This is a re-post from the Hive column on Huffington Post Teen.
By Othilla Wlodarczyk, Cooper-Hewitt DesignPrep Scholar
“It serves to underscore that you never know where life’s serendipitous path is going to take you,” exclaimed fashion consultant and educational mentor Tim Gunn while sitting on the stage of New York City’s Teen Design Fair hosted by the Cooper-Hewitt, National Design Museum. This event has been taking place annually in two locations, New York City and Washington, D.C. for the past six years. This year it took place at the Altman Building on 18th street between 6th and 7th Avenue. The space, lit with pink and purple lights, has two floors: the first with seating for the multiple designers that were invited to speak with the attendees, and the basement with a large selection of finger food. The basement level also housed numerous stations each with speakers from different design colleges.

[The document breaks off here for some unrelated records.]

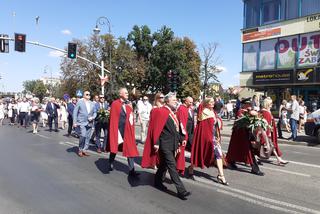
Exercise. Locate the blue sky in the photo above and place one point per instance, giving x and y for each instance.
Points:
(60, 21)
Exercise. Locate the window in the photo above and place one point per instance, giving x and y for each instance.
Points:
(309, 7)
(290, 8)
(251, 11)
(270, 11)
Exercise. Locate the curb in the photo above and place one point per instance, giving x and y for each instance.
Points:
(288, 142)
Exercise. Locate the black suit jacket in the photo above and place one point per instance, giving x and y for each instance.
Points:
(52, 112)
(169, 138)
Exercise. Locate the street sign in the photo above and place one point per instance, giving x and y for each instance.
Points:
(79, 93)
(4, 44)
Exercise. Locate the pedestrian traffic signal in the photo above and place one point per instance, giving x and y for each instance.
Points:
(20, 42)
(4, 43)
(72, 50)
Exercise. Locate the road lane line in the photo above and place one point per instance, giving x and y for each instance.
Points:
(256, 202)
(206, 182)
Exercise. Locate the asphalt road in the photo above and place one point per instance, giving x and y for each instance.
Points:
(43, 174)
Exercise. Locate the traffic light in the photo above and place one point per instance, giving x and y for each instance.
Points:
(4, 44)
(175, 80)
(72, 50)
(169, 80)
(20, 42)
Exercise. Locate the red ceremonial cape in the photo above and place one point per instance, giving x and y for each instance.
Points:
(158, 119)
(202, 152)
(129, 144)
(182, 115)
(274, 135)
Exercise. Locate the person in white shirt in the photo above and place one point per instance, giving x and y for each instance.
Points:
(23, 108)
(229, 107)
(144, 110)
(294, 118)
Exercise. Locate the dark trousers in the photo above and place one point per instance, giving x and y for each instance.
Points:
(168, 162)
(50, 119)
(98, 128)
(70, 124)
(279, 128)
(22, 118)
(130, 161)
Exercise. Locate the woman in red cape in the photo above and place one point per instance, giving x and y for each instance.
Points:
(272, 130)
(206, 147)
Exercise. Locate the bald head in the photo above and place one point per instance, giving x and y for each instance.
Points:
(188, 101)
(123, 94)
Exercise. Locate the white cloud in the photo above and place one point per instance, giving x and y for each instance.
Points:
(55, 54)
(66, 32)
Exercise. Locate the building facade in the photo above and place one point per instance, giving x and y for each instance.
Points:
(281, 48)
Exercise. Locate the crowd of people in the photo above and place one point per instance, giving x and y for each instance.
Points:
(169, 128)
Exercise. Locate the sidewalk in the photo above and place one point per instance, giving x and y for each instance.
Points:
(302, 139)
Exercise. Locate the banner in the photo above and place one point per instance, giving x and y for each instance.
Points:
(267, 54)
(273, 77)
(250, 52)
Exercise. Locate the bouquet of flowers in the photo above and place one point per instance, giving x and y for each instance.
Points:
(252, 121)
(103, 116)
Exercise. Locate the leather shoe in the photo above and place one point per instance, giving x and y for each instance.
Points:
(257, 172)
(160, 186)
(133, 173)
(184, 195)
(85, 154)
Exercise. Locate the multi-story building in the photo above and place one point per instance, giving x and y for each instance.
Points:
(281, 48)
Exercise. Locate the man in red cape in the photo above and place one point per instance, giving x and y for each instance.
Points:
(121, 131)
(240, 148)
(163, 136)
(186, 121)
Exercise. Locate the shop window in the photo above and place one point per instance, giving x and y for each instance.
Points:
(270, 11)
(251, 13)
(309, 7)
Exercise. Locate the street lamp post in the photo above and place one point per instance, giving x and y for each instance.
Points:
(104, 21)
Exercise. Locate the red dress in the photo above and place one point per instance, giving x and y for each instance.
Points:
(129, 143)
(273, 131)
(202, 152)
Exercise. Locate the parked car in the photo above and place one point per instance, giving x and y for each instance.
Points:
(312, 125)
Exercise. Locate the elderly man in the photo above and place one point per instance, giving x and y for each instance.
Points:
(144, 110)
(122, 132)
(164, 138)
(83, 117)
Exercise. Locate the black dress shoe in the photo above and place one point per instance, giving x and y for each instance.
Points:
(133, 173)
(160, 186)
(257, 172)
(184, 195)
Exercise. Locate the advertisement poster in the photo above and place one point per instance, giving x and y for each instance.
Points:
(309, 49)
(267, 54)
(287, 55)
(250, 51)
(273, 77)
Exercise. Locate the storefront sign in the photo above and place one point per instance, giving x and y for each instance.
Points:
(305, 75)
(272, 77)
(286, 28)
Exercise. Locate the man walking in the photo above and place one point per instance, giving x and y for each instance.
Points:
(52, 111)
(83, 117)
(294, 118)
(144, 110)
(101, 107)
(70, 107)
(164, 138)
(122, 132)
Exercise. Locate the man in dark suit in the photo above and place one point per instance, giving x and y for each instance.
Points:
(164, 137)
(70, 108)
(52, 111)
(99, 125)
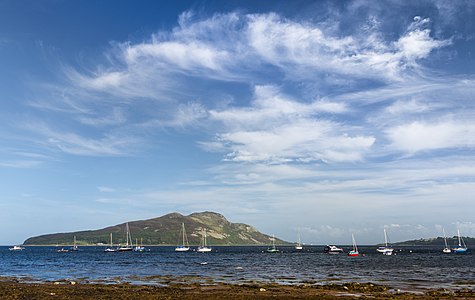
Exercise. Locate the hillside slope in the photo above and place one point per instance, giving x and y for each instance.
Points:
(165, 230)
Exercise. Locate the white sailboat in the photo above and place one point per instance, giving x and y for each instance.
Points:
(111, 247)
(354, 251)
(138, 248)
(128, 238)
(16, 248)
(461, 248)
(204, 245)
(446, 249)
(386, 250)
(299, 245)
(74, 247)
(272, 249)
(184, 241)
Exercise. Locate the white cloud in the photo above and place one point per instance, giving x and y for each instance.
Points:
(407, 107)
(72, 143)
(420, 136)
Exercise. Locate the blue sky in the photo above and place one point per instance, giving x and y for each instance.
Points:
(330, 117)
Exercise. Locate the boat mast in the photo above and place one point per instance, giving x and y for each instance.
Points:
(385, 238)
(127, 234)
(445, 238)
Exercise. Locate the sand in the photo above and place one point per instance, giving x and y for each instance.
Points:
(11, 288)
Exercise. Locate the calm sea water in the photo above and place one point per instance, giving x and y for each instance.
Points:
(411, 268)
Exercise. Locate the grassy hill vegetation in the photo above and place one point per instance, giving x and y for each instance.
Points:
(165, 230)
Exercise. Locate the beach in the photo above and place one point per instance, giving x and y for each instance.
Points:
(11, 288)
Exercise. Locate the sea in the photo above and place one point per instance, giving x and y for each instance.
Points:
(408, 269)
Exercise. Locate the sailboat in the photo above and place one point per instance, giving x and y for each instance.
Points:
(446, 249)
(111, 247)
(184, 244)
(299, 245)
(354, 251)
(461, 248)
(386, 250)
(272, 249)
(204, 246)
(138, 248)
(74, 247)
(16, 248)
(128, 238)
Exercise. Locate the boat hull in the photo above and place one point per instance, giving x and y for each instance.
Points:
(182, 249)
(204, 249)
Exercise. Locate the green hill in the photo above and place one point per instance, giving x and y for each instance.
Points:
(165, 230)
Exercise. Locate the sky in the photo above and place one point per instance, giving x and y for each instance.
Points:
(324, 117)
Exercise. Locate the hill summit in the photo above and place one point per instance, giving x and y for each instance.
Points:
(165, 230)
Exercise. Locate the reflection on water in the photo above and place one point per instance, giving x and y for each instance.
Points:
(410, 268)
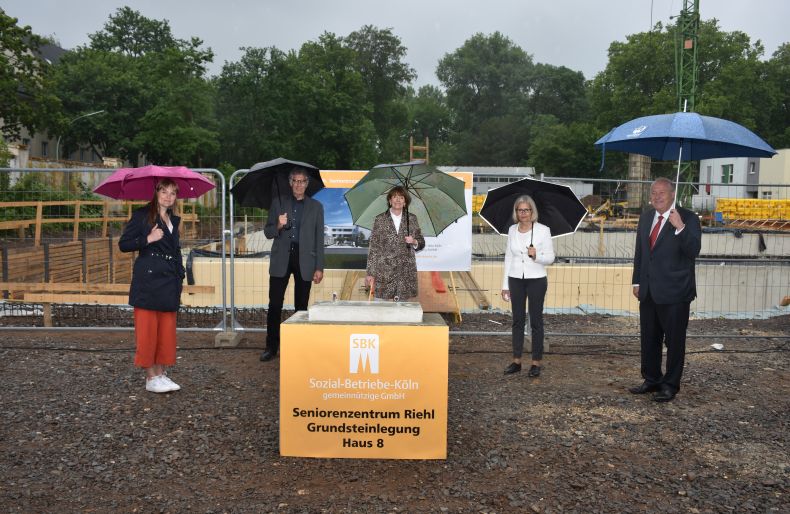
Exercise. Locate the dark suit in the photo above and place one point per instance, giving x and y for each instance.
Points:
(667, 286)
(158, 274)
(289, 256)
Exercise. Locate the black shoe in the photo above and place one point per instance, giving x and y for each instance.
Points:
(513, 368)
(665, 394)
(643, 388)
(267, 355)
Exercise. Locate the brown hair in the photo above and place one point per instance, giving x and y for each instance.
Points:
(153, 207)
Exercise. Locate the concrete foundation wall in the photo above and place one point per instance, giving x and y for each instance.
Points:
(731, 290)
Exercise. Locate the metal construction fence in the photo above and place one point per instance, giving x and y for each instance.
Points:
(61, 266)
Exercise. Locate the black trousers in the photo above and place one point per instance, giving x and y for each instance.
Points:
(659, 323)
(277, 287)
(521, 290)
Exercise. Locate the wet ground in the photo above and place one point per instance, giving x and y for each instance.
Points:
(78, 432)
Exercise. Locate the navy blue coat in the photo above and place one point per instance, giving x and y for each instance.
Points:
(158, 274)
(667, 271)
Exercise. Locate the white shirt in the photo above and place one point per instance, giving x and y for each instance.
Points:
(517, 262)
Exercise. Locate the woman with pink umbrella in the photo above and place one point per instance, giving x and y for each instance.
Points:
(158, 274)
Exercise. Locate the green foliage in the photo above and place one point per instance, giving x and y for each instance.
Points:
(564, 150)
(777, 78)
(26, 99)
(310, 106)
(379, 58)
(151, 87)
(487, 77)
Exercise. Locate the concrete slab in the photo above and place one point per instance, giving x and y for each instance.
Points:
(361, 311)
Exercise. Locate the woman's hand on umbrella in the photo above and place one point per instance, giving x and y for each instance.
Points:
(155, 235)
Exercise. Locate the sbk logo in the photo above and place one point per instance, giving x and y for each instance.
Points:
(364, 353)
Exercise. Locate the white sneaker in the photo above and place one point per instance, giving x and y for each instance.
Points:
(172, 385)
(157, 385)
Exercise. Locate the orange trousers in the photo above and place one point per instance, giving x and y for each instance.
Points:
(155, 335)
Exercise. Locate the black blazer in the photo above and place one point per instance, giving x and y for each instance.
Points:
(158, 274)
(311, 238)
(667, 272)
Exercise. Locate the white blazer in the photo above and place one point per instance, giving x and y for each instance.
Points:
(517, 262)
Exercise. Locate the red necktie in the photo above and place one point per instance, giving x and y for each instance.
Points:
(654, 233)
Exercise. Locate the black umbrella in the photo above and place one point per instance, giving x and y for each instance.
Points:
(558, 207)
(266, 180)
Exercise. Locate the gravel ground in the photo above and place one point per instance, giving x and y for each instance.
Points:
(78, 432)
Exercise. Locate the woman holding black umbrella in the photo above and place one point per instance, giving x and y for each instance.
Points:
(529, 250)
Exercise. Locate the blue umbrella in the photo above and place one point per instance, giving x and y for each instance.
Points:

Tim Gunn, most popularly for his presence on the reality series Project Runway, was one of the many important attendees. America’s Next Top Model‘s judge and runway couch Jay Alexander, also known as “Miss J” sat at one of the designer’s stations on the first floor. The fair contained an ideal variety of designers from different fields. Among these designers were architect Stephen Cassell, media/graphic designer Eric Mortensen from Hello Monday, founder of Biomimicry 3.8 Institute Janine Benyus and Facebook’s communication designer Kate Aronowitz. Each designer was able to bring something new and unique to the table.
The fair was successfully able to bring over 100 aspiring designers together to explore and go in depth about the different fields of design, an opportunity many students going into the field of design are not able to experience. “It’s really amazing. I never had anyone to go to who was an architect, to ask what it was like, and I think it’s really important to talk to people and see what it’s really like. Is that something you want to dedicate your life and move forward in? This is an amazing opportunity and there are some really great designers here. I would be happy to go from table to table and talk to them without a doubt,” said Stephen Cassell of ARO.
One issue addressed at the fair was whether or not jobs were available currently in the field of design, a concern that many parents of the teens and young designers had. While Gunn highlighted that one needs to be prepared for and nurture the opportunities that present themselves in order to succeed, Aronowitz replied, “As far as interaction design goes, I don’t have enough people to take the jobs I’m offering!” Either way, it was made clear that moving forward in any field of the practical art takes a lot of effort and determination. According to Gunn, another necessity is to pick a school that suits your needs. He stated, “You should visit the schools that you are really interested in attending and project yourself into the environment. See if you can see yourself being a successful student there.”
From the amazing designers attending, to the overall professional environment of the event, this years’ New York City Teen Design Fair was a major success.